“Panthalassa”, a Isola del Liri la mostra di Emanuela Cadrini

L’artista celebra l’elemento Acqua con opere di grande formato e tre performance artistico-teatrali
con Carlo Delli Colli. Si apre con il vernissage, venerdì 22 maggio ore 19:00, “Panthalassa” la mostra personale di
Emanuela Cadrini alla Galleria Pisani di Isola del Liri, curata da Daniele Amelio con il patrocinio
del Comune di Isola del Liri, Assessorato alla Cultura.
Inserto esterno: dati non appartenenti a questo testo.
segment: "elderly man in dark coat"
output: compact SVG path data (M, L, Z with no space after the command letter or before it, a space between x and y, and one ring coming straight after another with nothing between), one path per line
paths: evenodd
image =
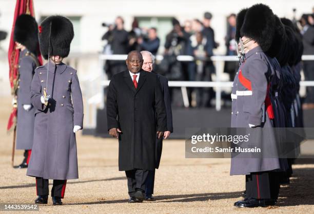
M252 128L247 130L254 133L250 138L256 142L250 142L274 153L277 151L275 134L266 130L273 127L269 87L274 72L264 52L271 46L274 23L272 11L264 5L253 5L238 14L236 39L243 42L245 61L234 78L231 95L231 127ZM273 173L282 169L280 160L277 157L239 158L242 155L231 159L230 175L246 175L246 197L234 206L255 207L274 204L279 184Z
M141 52L144 60L142 69L148 72L153 71L153 65L155 63L155 57L152 54L147 51ZM152 71L153 73L153 71ZM166 139L169 137L171 133L173 132L172 126L172 112L171 111L171 99L169 92L168 86L168 79L163 76L156 74L161 84L161 90L164 95L164 101L166 107L167 114L167 131L164 134L164 138ZM156 139L156 152L155 152L155 168L159 167L160 159L161 158L162 151L163 148L163 138ZM154 183L155 182L155 170L149 171L148 176L146 179L145 187L145 200L147 201L154 201L152 197L154 194Z
M143 57L129 53L128 71L113 76L107 95L108 130L119 140L119 170L128 179L129 203L142 202L148 170L155 167L156 133L166 131L164 97L157 75L142 70Z
M15 22L14 38L21 51L17 86L16 149L24 149L24 159L18 168L28 165L33 145L35 108L31 101L31 83L34 70L39 66L37 59L38 26L30 15L18 16Z
M65 17L52 16L41 28L41 51L48 62L35 70L32 82L36 111L27 175L36 177L35 203L47 203L48 179L53 179L53 205L62 205L67 180L78 178L75 133L83 128L83 99L76 71L62 62L74 36L72 23Z

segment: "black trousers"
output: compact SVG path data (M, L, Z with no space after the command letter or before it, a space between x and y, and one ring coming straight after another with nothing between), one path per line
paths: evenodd
M154 183L155 183L155 170L149 170L148 175L145 182L145 195L150 196L154 194Z
M277 200L279 193L278 173L251 173L245 176L246 198L256 199Z
M128 179L128 188L130 197L133 197L138 190L145 191L148 170L134 169L125 171L125 175Z
M36 177L36 192L37 196L48 196L49 195L49 180L43 178ZM65 192L66 180L54 180L51 196L63 198Z

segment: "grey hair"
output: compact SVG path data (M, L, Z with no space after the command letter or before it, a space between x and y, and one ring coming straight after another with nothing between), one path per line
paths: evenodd
M151 53L147 51L142 51L141 54L143 56L144 54L149 54L151 57L151 60L153 61L153 64L155 63L155 56L154 56Z

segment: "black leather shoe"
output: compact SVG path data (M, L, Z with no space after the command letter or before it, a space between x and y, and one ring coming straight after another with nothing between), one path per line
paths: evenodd
M130 198L129 199L129 200L128 201L128 203L136 203L136 199L135 199L134 197L132 198Z
M246 197L246 190L244 190L243 192L241 193L241 196L244 198Z
M62 205L62 202L61 201L61 197L57 196L52 197L52 204L54 205Z
M245 198L242 201L237 201L236 202L234 202L234 204L233 204L233 205L237 206L238 204L242 203L244 201L247 201L248 200L249 200L249 199L248 199L247 198Z
M145 199L144 193L141 190L136 191L136 192L134 194L134 197L136 199L141 200L142 201Z
M265 207L273 206L276 204L274 200L270 199L251 199L246 201L240 201L234 203L234 206L237 207Z
M151 195L150 196L145 196L145 201L155 201L155 198Z
M136 199L134 197L131 197L129 199L128 201L128 203L142 203L143 202L142 200Z
M35 200L35 204L45 204L48 203L48 196L38 196Z
M28 164L27 164L27 163L22 163L21 164L19 164L18 166L15 166L14 167L14 168L27 168L28 167Z

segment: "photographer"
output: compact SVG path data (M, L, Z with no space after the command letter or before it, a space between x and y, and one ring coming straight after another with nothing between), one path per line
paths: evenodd
M159 69L169 80L187 80L188 62L179 61L176 57L187 54L189 34L182 29L176 19L172 18L172 22L173 28L166 36L165 54L159 65ZM177 88L171 88L170 94L174 99L172 102L174 106L182 106L181 91Z
M160 44L160 40L157 36L157 29L151 28L148 30L148 38L145 39L143 37L140 37L138 39L138 43L140 44L142 50L149 51L155 55Z
M102 40L108 40L113 54L127 54L129 45L128 33L124 29L123 19L118 16L114 26L109 26L108 31L103 36ZM103 24L103 26L106 26ZM110 79L113 75L125 69L123 60L111 60L106 63L106 71Z

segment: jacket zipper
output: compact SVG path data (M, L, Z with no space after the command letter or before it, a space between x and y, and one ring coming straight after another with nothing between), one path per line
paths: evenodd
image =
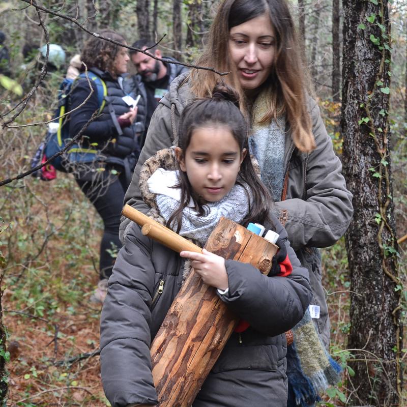
M155 305L156 303L158 301L160 296L162 294L164 290L164 284L165 284L165 281L164 280L160 280L160 283L158 285L158 288L156 291L155 294L153 296L153 300L151 301L151 307L153 307Z
M287 193L287 184L288 183L288 168L289 168L289 163L291 161L291 158L293 157L293 154L294 153L294 150L296 149L295 146L293 146L291 148L289 152L289 155L288 156L288 160L287 161L287 166L285 168L285 173L284 175L284 182L283 182L283 189L281 192L281 200L285 200L285 195Z

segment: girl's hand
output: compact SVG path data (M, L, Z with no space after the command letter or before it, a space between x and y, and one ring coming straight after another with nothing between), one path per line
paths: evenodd
M184 250L180 255L192 260L192 268L206 284L221 290L225 290L229 286L225 259L223 257L206 249L202 249L202 253Z
M133 124L133 122L135 120L136 116L137 116L137 106L135 107L130 107L130 109L129 110L129 111L121 114L119 117L119 118L123 120L126 120L126 119L128 119L130 121L130 123Z

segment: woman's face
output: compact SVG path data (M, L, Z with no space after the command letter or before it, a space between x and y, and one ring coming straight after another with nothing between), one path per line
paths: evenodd
M268 78L276 46L274 28L266 14L230 28L229 52L244 90L256 89Z
M113 68L116 75L122 75L127 72L127 62L130 61L127 49L121 48L116 55L113 63Z

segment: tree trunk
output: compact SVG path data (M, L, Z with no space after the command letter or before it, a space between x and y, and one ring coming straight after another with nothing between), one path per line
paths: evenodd
M312 76L312 78L315 81L316 79L316 77L318 74L318 70L317 68L317 61L316 59L316 52L318 49L318 43L319 42L319 17L321 14L321 9L322 8L322 5L321 3L317 3L315 6L316 10L315 11L315 16L314 17L314 30L313 35L312 36L312 48L311 52L311 61L310 63L311 66L311 74Z
M138 38L151 40L150 31L150 0L137 0L136 13Z
M307 61L305 52L305 10L304 0L298 0L298 36L301 48L303 62L306 66Z
M85 0L85 15L86 16L85 26L94 33L98 29L96 15L98 12L95 7L95 0Z
M404 121L405 130L404 134L407 137L407 20L405 22L405 72L404 72Z
M390 22L387 2L377 3L343 0L341 125L343 171L354 208L345 235L351 273L348 347L356 357L351 362L356 374L350 379L348 388L355 391L349 405L383 407L401 402L402 289L388 117ZM372 22L367 20L373 16Z
M265 274L277 249L224 218L205 247L224 258L250 263ZM161 407L192 404L238 322L215 289L191 270L151 345L153 378Z
M158 0L154 0L154 9L153 10L153 39L158 41L160 39L158 38L158 29L157 28L157 20L158 19Z
M181 24L181 0L173 0L172 7L172 35L174 39L174 57L182 60L181 50L182 48L182 31Z
M4 258L0 252L0 267L4 265ZM0 277L0 283L3 281L3 273ZM6 363L9 361L10 354L7 352L6 340L7 335L6 328L3 325L3 310L2 304L3 291L0 288L0 405L5 405L8 391L8 373L6 368Z
M340 43L339 0L332 0L332 99L340 101Z
M195 32L196 31L196 0L189 3L188 6L188 22L185 45L190 47L195 46Z
M99 30L109 28L111 0L99 0L98 3L98 26Z

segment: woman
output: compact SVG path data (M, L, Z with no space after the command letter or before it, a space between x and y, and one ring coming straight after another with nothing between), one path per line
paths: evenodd
M224 0L209 33L208 46L196 61L231 73L222 77L245 101L251 125L251 152L270 186L274 211L285 226L292 246L307 267L319 308L313 319L326 347L329 344L328 309L321 283L316 247L333 244L346 230L353 214L352 194L341 174L316 103L304 84L294 23L284 0ZM179 77L153 116L125 202L139 210L139 172L146 160L177 137L179 117L194 97L207 95L219 78L194 70ZM123 219L121 237L129 222Z
M113 31L106 30L100 34L126 45L124 38ZM115 252L121 246L119 226L122 202L138 149L132 125L137 108L130 107L123 100L126 94L122 75L127 71L129 60L126 48L92 37L85 44L81 55L88 68L90 80L82 78L74 84L70 104L73 111L69 131L70 136L73 137L101 107L95 75L105 85L107 96L102 115L88 126L82 139L82 148L96 149L97 158L89 164L77 166L74 171L77 182L101 216L104 225L100 245L100 281L91 298L93 302L101 303L106 296ZM94 91L90 95L90 84Z

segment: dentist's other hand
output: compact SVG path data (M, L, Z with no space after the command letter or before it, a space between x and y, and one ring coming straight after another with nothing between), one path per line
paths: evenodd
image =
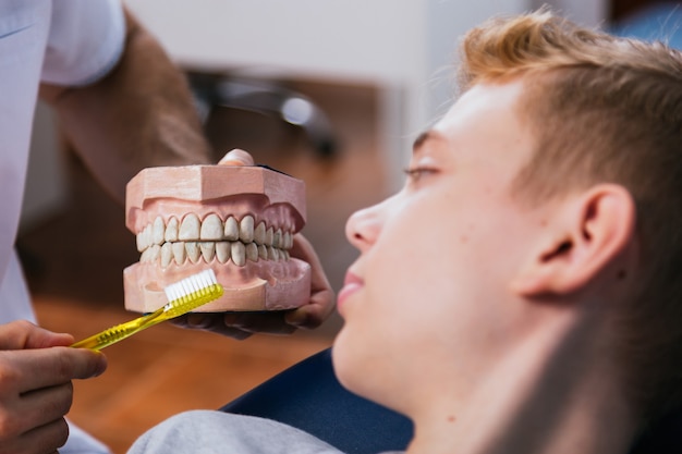
M0 453L54 453L66 442L71 381L107 368L102 354L72 343L27 321L0 324Z

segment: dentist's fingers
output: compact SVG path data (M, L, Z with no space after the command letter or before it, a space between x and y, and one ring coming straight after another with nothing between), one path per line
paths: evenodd
M47 348L73 343L71 334L54 333L26 320L0 324L0 351Z
M254 165L254 158L242 149L230 150L218 161L219 165Z
M334 309L334 292L325 274L319 257L310 243L301 234L294 236L294 245L290 250L292 257L299 258L310 265L310 299L308 304L287 312L287 323L313 329L317 328L331 315Z

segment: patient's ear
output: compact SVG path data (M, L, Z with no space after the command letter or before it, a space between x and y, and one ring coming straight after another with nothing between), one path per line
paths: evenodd
M634 200L620 185L600 184L568 197L512 290L529 297L584 287L631 243L635 216Z

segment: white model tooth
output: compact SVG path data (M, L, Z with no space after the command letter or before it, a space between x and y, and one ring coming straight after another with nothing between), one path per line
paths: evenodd
M260 222L254 230L254 241L258 244L265 243L265 222Z
M146 249L151 246L151 225L147 224L141 234L142 249Z
M216 243L216 257L221 263L227 263L230 260L230 242Z
M199 249L202 249L202 257L205 262L210 262L216 256L216 243L214 242L200 242Z
M135 235L135 246L137 246L137 251L138 253L142 253L146 248L145 244L144 244L143 232L139 232L137 235Z
M229 217L224 221L224 238L231 242L240 238L240 225L233 217Z
M157 216L151 225L151 243L161 245L163 244L163 235L166 234L166 224L163 218Z
M185 244L184 243L173 243L171 245L171 249L173 250L173 260L175 260L175 263L178 263L178 265L184 263L185 260L187 259L187 253L185 250Z
M170 243L163 243L161 246L161 267L166 268L173 260L173 250Z
M240 222L240 240L242 243L251 243L254 241L254 217L247 214Z
M147 256L148 261L155 261L161 255L161 246L158 244L153 244L147 250L149 251Z
M246 247L244 246L244 243L230 243L230 257L238 267L246 265Z
M222 221L218 218L218 214L210 213L202 222L200 237L204 241L219 241L222 240Z
M178 241L178 229L179 229L178 218L174 216L168 220L168 225L166 225L166 235L163 235L163 240L169 243L173 243Z
M248 243L246 245L246 259L258 261L258 245L256 245L256 243Z
M272 247L282 247L282 230L277 229L275 235L272 236Z
M178 234L178 240L180 241L196 241L199 238L199 230L202 228L202 223L199 222L199 217L195 213L190 213L184 217L182 220L182 224L180 224L180 232Z
M199 245L196 242L185 243L185 251L187 253L187 258L191 262L196 263L197 261L199 261L199 257L202 257L202 251L199 250Z

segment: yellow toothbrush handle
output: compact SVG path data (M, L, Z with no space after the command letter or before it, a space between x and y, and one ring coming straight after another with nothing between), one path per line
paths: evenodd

L’artista, espone opere di grande formato, su tela non intelaiata, appartenenti alla sua recente
produzione e una selezione di opere scelte tra quelle già esposte nella precedente personale alla
Villa Comunale di Frosinone, tra cui le opere estemporanee realizzate durante le diciotto repliche
della performance pittorico-poetica “Anelito”. Un tema ricorrente nelle opere è l’elemento Acqua
che, nello splendido scenario della cascata di Isola del Liri, trova sinergia e rispondenza visiva,
poetica e sonora con l’ambiente. Il titolo stesso della mostra rimanda al concetto di originaria unione
indistinta dell’acqua in un primordiale oceano, una unione che è il legame immaginifico-poetico che
permane in tutte le forme e modi in cui l’acqua si raccoglie in natura e si presenta nell’esperienza
umana. Tre performance artistico-poetico-teatrali scandiranno la durata della mostra, testi e
interventi visivi di Emanuela Cadrini e interpretazione attoriale di Carlo Delli Colli. Si inizia con
“Apotropaica”, al termine del vernissage, si prosegue con “Anelito” domenica 24, ore 19:30 e per
finire “Zarathustra”, giovedì 28, ore 19:00, in occasione del finissage.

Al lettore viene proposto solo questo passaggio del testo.